China’s futuristic “car-eating” bus, already dead in its tracks, is now the focus of an investigation.
In theory, the Transit Elevated Bus, or TEB, is an electrically powered, 300-passenger vehicle that moves atop tracks straddling the highway while allowing road traffic to flow below. Billed as a potential answer to China’s notorious traffic congestion and air pollution, the TEB conducted its first road test run last August in the northeastern port city of Qinghuangdao, but has since mostly sat idly as a giant roadblock. Last week, the local authority announced it would remove the 300-meter tracks the bus runs on by the end of this month.

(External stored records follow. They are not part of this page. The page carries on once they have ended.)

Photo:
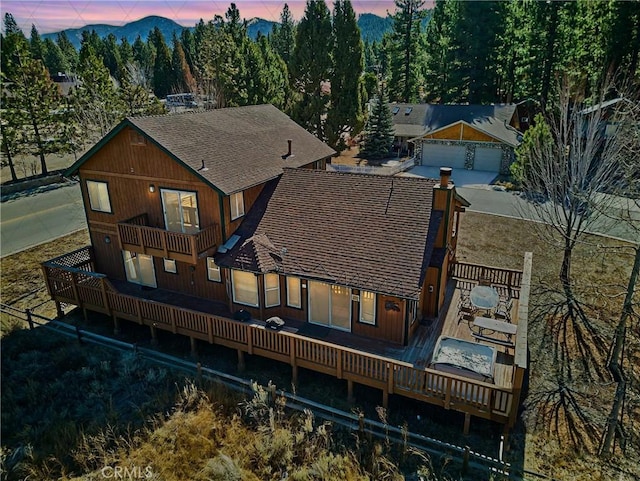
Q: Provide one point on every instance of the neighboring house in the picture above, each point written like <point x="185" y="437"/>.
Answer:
<point x="162" y="192"/>
<point x="380" y="267"/>
<point x="214" y="224"/>
<point x="479" y="137"/>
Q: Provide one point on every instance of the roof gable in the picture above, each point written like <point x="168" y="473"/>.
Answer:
<point x="369" y="232"/>
<point x="230" y="149"/>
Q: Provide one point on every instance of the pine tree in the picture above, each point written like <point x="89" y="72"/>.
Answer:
<point x="378" y="135"/>
<point x="407" y="19"/>
<point x="345" y="113"/>
<point x="183" y="80"/>
<point x="68" y="50"/>
<point x="162" y="71"/>
<point x="283" y="35"/>
<point x="310" y="67"/>
<point x="95" y="102"/>
<point x="36" y="45"/>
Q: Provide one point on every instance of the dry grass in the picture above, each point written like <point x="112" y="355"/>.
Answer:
<point x="601" y="269"/>
<point x="565" y="413"/>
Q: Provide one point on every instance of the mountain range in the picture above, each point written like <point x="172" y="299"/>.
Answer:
<point x="372" y="27"/>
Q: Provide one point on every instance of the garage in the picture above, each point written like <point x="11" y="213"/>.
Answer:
<point x="487" y="159"/>
<point x="442" y="155"/>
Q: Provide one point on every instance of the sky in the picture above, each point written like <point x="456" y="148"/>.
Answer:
<point x="55" y="15"/>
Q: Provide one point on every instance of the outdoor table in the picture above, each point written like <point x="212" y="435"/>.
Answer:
<point x="484" y="297"/>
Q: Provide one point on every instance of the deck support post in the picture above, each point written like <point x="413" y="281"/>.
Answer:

On Sunday (July 2), police in Beijing announced that it had started an investigation into the company behind the TEB for alleged illegal fundraising. More than 30 people associated with Huaying Kailai, an online financing platform that has been selling an investment product to raise money from individual investors to develop the bus, have been held, said Beijing’s Dongcheng district police bureau in a statement (link in Chinese) on microblogging site Weibo. The statement added that the police is working to recover funds from the firm, and advised TEB investors to report their complaints to local police stations. Huaying Kailai couldn’t be reached for comment. The number listed on its website is invalid and a message to the email provided bounced back.
Bai Zhiming, who runs Huaying Kailai and is also chief executive of TEB Technology Development, a Beijing-based company that purchased the patent for the elevated bus, was among those detained, according to the police statement. Bai bills himself as “the father of the TEB” on Weibo. Days after the Qinghuangdao government announced the TEB track’s demolition, Bai told Chinese media that the bus would be relocated to another Chinese city.
Transportation experts have questioned the TEB for its impracticality and the safety risks it brings to regular traffic. Previously state media had also raised concerns (paywall) over the bus’s investment offering, which was sold as a private fund with a starting price of $150,000, and promised an annualized return of 12%.
At least 72 individual investors have filed lawsuits against Bai and Huaying Kailai for private lending disputes, according to the Southern Metropolis Daily (link in Chinese), which searched China’s online verdict database. Citing a police document given by an investor, the paper also reported that Huaying Kailai and its subsidiaries had raised 9.1 billion yuan (around $1.3 billion) by October of 2016. Dongcheng police didn’t reply to Quartz’s queries on the Huaying Kailai investigation on Weibo.
Amid a slowing economy and limited investment options, China’s retail investors are being burned time and again through investments in shadowy wealth management products, especially in the booming but largely unregulated online peer-to-peer lending sector. Many angry investors who failed to recover their losses have taken matters into their own hands, organizing protests and sparking fears of social instability. In a rare talk to China’s top policy-making body this April, Chinese president Xi Jinping called financial security the basis of a stable economy.